You also have to decide where to add each runner. You can add a self-hosted runner to an individual repository, or you can make the runner available to an entire organization or your entire enterprise. Adding runners at the organization or enterprise levels allows sharing of runners, which might reduce the size of your runner infrastructure. You can use policies to limit access to self-hosted runners at the organization and enterprise levels by assigning groups of runners to specific repositories or organizations. For more information, see "Adding self-hosted runners" and "Managing access to self-hosted runners using groups."

You should consider using autoscaling to automatically increase or decrease the number of available self-hosted runners. For more information, see "Autoscaling with self-hosted runners."

Finally, you should consider security hardening for self-hosted runners.
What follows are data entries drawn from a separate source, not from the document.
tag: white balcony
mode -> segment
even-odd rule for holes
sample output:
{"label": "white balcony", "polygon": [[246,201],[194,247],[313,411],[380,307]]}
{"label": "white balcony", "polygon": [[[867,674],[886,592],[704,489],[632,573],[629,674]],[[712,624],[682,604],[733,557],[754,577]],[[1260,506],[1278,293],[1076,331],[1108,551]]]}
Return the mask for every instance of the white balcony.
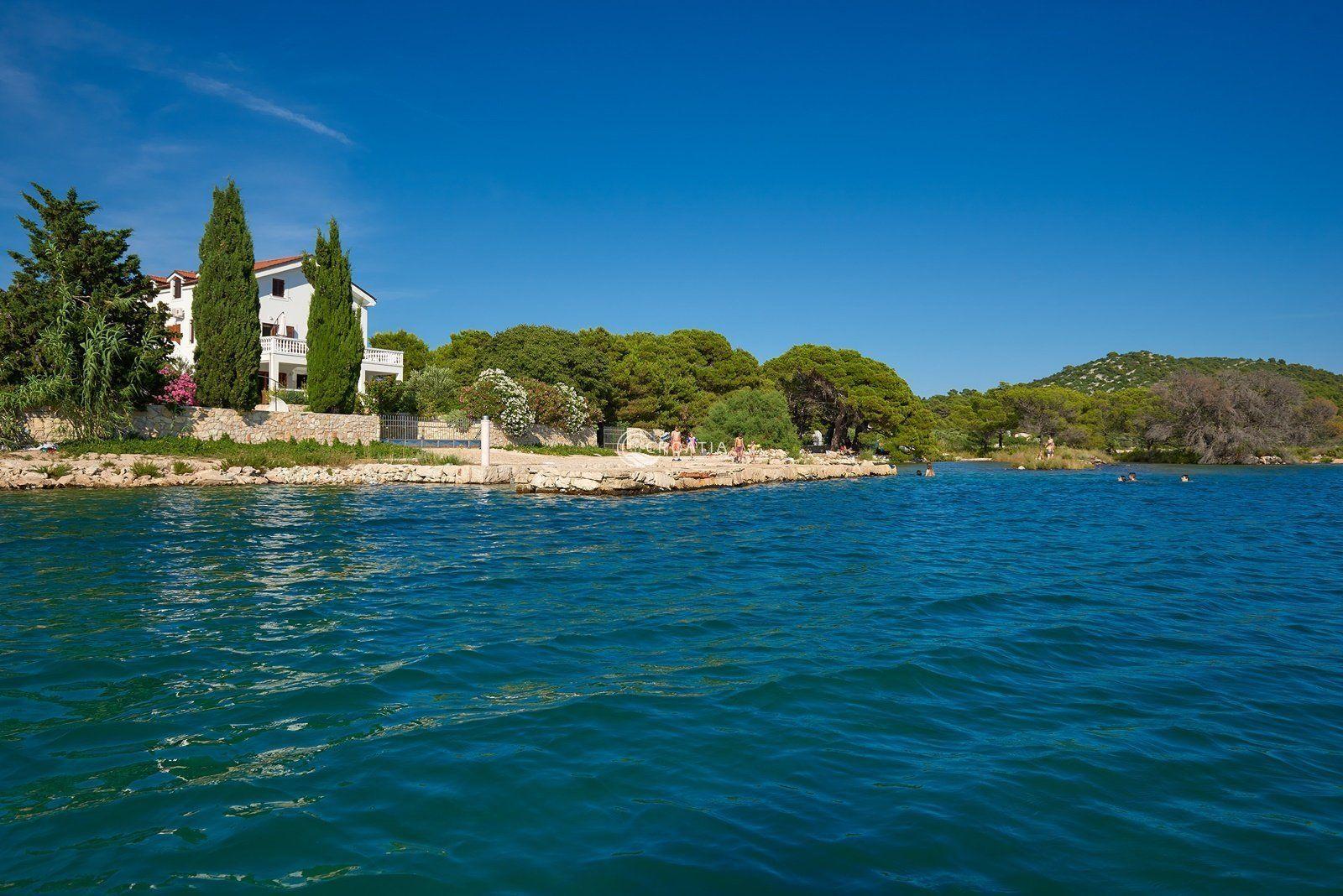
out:
{"label": "white balcony", "polygon": [[[308,357],[308,339],[293,339],[290,337],[262,337],[261,359],[262,363],[271,358],[286,362],[301,361]],[[393,349],[364,349],[364,366],[379,373],[400,373],[406,366],[403,351]]]}
{"label": "white balcony", "polygon": [[289,337],[262,337],[261,359],[266,361],[271,355],[289,358],[308,357],[308,339],[290,339]]}

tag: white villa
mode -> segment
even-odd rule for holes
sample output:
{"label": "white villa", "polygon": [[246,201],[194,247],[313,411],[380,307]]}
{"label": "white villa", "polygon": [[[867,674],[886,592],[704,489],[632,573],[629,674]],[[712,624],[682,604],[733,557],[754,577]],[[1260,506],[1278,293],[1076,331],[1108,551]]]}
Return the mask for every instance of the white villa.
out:
{"label": "white villa", "polygon": [[[261,291],[261,369],[263,388],[302,389],[308,384],[308,303],[313,287],[304,276],[302,255],[257,262],[252,270]],[[168,306],[168,325],[176,346],[173,357],[188,363],[196,357],[196,329],[191,295],[200,278],[195,271],[173,271],[153,278],[158,300]],[[368,347],[368,310],[377,299],[355,286],[359,326],[364,331],[360,392],[373,380],[403,378],[400,351]]]}

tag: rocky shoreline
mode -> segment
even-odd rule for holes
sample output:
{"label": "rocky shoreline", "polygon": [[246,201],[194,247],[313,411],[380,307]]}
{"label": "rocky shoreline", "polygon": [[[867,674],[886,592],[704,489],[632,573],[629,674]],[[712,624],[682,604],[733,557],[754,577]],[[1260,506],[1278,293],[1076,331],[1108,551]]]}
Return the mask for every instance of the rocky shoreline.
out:
{"label": "rocky shoreline", "polygon": [[222,468],[218,461],[156,455],[82,455],[74,459],[0,459],[0,491],[146,488],[163,486],[513,486],[520,494],[647,495],[767,483],[890,476],[894,467],[866,460],[825,463],[702,463],[669,460],[631,467],[619,457],[477,464],[364,463],[349,467]]}

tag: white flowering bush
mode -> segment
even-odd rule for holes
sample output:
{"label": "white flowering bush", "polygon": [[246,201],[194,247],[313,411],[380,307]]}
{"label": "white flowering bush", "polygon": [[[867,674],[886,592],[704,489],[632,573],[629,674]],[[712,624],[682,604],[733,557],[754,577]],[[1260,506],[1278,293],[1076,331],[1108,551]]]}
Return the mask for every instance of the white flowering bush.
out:
{"label": "white flowering bush", "polygon": [[475,382],[462,389],[462,410],[477,420],[494,418],[510,436],[521,436],[536,423],[526,389],[502,370],[481,370]]}
{"label": "white flowering bush", "polygon": [[588,408],[587,398],[580,396],[577,389],[560,382],[555,386],[555,390],[560,393],[560,428],[564,432],[577,432],[592,421],[592,412]]}

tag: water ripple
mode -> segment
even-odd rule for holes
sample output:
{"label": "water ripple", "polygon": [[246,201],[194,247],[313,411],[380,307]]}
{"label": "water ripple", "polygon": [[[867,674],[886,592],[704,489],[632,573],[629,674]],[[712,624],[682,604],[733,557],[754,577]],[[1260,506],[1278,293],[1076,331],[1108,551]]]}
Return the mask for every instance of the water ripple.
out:
{"label": "water ripple", "polygon": [[0,887],[1328,891],[1343,471],[0,496]]}

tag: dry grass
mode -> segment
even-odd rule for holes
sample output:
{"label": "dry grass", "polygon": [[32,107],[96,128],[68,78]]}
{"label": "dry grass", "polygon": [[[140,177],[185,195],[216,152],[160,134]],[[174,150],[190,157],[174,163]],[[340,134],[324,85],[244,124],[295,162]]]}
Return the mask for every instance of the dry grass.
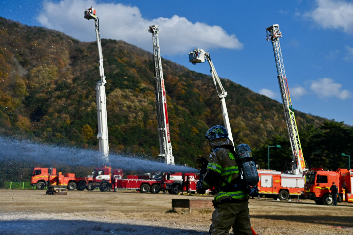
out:
{"label": "dry grass", "polygon": [[[125,192],[0,190],[0,234],[207,234],[212,210],[171,210],[172,198],[210,196]],[[252,225],[259,235],[353,235],[353,204],[337,207],[251,199]],[[332,228],[340,226],[347,228]]]}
For more information, see "Security hardening for GitHub Actions."

Storage

Artifacts enable you to share data between jobs in a workflow and store data once that workflow has completed. For more information, see "Storing workflow data as artifacts."

You must configure external blob storage for workflow artifacts and other workflow logs. Decide which supported storage provider your enterprise will use. For more information, see "Getting started with GitHub Actions for GitHub Enterprise Server."

You can use policy settings for GitHub Actions to customize the storage of workflow artifacts and log retention. For more information, see "Enforcing policies for GitHub Actions in your enterprise."

Tracking usage

You should consider making a plan to track your enterprise's usage of GitHub Actions, such as how often workflows are running, how many of those runs are passing and failing, and which repositories are using which workflows.

You can use webhooks to subscribe to information about workflow jobs and workflow runs. For more information, see "About webhooks."

Make a plan for how your enterprise can pass the information from these webhooks into a data archiving system. You can consider using "CEDAR.GitHub.Collector", an open source tool that collects and processes webhook data from GitHub. For more information, see the Microsoft/CEDAR.GitHub.Collector repository.

You should also plan how you'll enable your teams to get the data they need from your archiving system.